Former members of the Toronto Scots and interested others, the *Toronto Scottish Regiment* is being awarded the Freedom of the City of Mississauga. Former members are invited to parade with the "Old Guard" of the Regimental Association. Dress in business attire.
Saturday, 20 September 2014 Time: 11:00 AM - 1:00 PM
Mississauga Celebration Square 300 City Centre Dr, Mississauga ON, L5B 3C1 
http://www.mississauga.com/events/4821173--freedom-of-the-city-of-mississauga/


----------



## Fishbone Jones (14 Sep 2014)

x-grunt said:
			
		

> This does not seem to have been well advertised, so if anyone can help pass the word it would be appreciated.
> Former members of the Toronto Scots and interested others, the *Toronto Scottish Regiment* is being awarded the Freedom of the City of Mississauga. Former members are invited to parade with the "Old Guard" of the Regimental Association. Dress in business attire.
> Saturday, 20 September 2014 Time: 11:00 AM - 1:00 PM
> Mississauga Celebration Square 300 City Centre Dr, Mississauga ON, L5B 3C1
> http://www.mississauga.com/events/4821173--freedom-of-the-city-of-mississauga/



Is there a Mess dinner involved? What is the tariff for a visiting MWO (Ret'd)? Timings, Dates, Dress, etc.


----------



## x-grunt (14 Sep 2014)

recceguy said:
			
		

> Is there a Mess dinner involved? What is the tariff for a visiting MWO (Ret'd)? Timings, Dates, Dress, etc.

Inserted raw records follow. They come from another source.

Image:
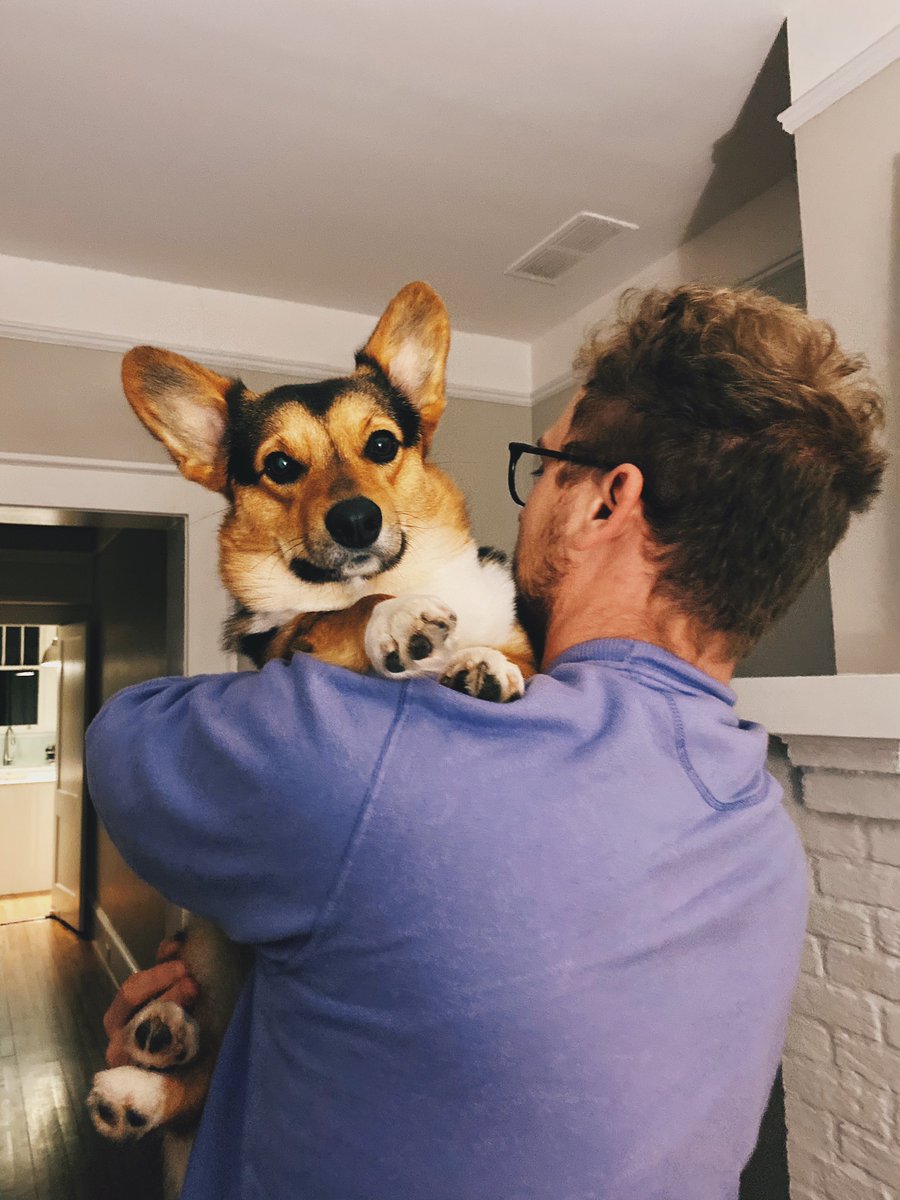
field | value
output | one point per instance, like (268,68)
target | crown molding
(567,379)
(67,305)
(223,360)
(841,82)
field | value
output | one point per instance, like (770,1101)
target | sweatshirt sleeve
(237,795)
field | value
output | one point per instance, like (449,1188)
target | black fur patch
(310,573)
(399,405)
(253,646)
(250,420)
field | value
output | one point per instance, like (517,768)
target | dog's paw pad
(409,636)
(162,1035)
(126,1102)
(485,673)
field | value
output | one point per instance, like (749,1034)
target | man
(543,949)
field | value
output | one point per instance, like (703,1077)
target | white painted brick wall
(843,1056)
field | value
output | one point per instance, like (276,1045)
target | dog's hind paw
(485,673)
(127,1102)
(162,1035)
(411,636)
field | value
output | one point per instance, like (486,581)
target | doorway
(105,592)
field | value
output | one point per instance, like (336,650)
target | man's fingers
(169,949)
(184,993)
(137,990)
(117,1055)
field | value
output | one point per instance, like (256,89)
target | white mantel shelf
(843,706)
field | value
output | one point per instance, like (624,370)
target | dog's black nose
(354,523)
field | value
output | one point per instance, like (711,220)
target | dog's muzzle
(354,523)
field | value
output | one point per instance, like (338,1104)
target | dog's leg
(129,1102)
(492,673)
(337,637)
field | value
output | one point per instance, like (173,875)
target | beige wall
(64,400)
(849,171)
(546,411)
(472,445)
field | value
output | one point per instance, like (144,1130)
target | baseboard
(111,949)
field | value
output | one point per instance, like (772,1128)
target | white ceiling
(329,151)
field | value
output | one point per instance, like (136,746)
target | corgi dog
(340,540)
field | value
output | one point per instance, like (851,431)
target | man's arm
(237,795)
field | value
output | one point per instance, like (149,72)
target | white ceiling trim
(840,83)
(102,310)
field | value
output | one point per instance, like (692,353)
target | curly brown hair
(755,435)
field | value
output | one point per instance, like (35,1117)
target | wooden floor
(53,995)
(24,907)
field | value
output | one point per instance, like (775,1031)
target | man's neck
(673,635)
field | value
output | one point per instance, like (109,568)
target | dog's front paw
(486,673)
(411,636)
(127,1102)
(162,1035)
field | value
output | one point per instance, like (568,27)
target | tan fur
(270,525)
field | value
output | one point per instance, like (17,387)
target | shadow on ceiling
(756,153)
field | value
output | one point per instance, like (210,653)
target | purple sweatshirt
(541,949)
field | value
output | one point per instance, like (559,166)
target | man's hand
(167,981)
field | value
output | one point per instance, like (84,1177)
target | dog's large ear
(411,343)
(184,406)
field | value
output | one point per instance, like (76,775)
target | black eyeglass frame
(516,449)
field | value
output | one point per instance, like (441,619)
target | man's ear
(607,507)
(411,343)
(184,406)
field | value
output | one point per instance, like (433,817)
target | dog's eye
(382,447)
(281,468)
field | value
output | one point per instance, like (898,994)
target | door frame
(30,485)
(34,491)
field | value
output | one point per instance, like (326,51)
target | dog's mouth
(340,565)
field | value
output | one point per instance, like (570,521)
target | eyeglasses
(523,474)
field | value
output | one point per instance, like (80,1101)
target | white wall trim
(840,83)
(843,706)
(7,459)
(70,305)
(111,949)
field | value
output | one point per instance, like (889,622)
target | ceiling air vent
(580,237)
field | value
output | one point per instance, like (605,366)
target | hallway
(53,994)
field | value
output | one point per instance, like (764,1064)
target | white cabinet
(25,837)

Unknown, I am simply passing the message from a contact with the Regimental Association. Info currently posted is for the parade itself. I will gladly ask them to weigh in and I will post the answer here. You could also contact the Toronto Scottish BOR at 416-635-4250 x4252 9am-5pm.


----------



## x-grunt (14 Sep 2014)

Response to the above question re: mess dinner. Apparently no mess dinner is planned. There will be a short reception at the Mississauga City Hall following the parade itself.


----------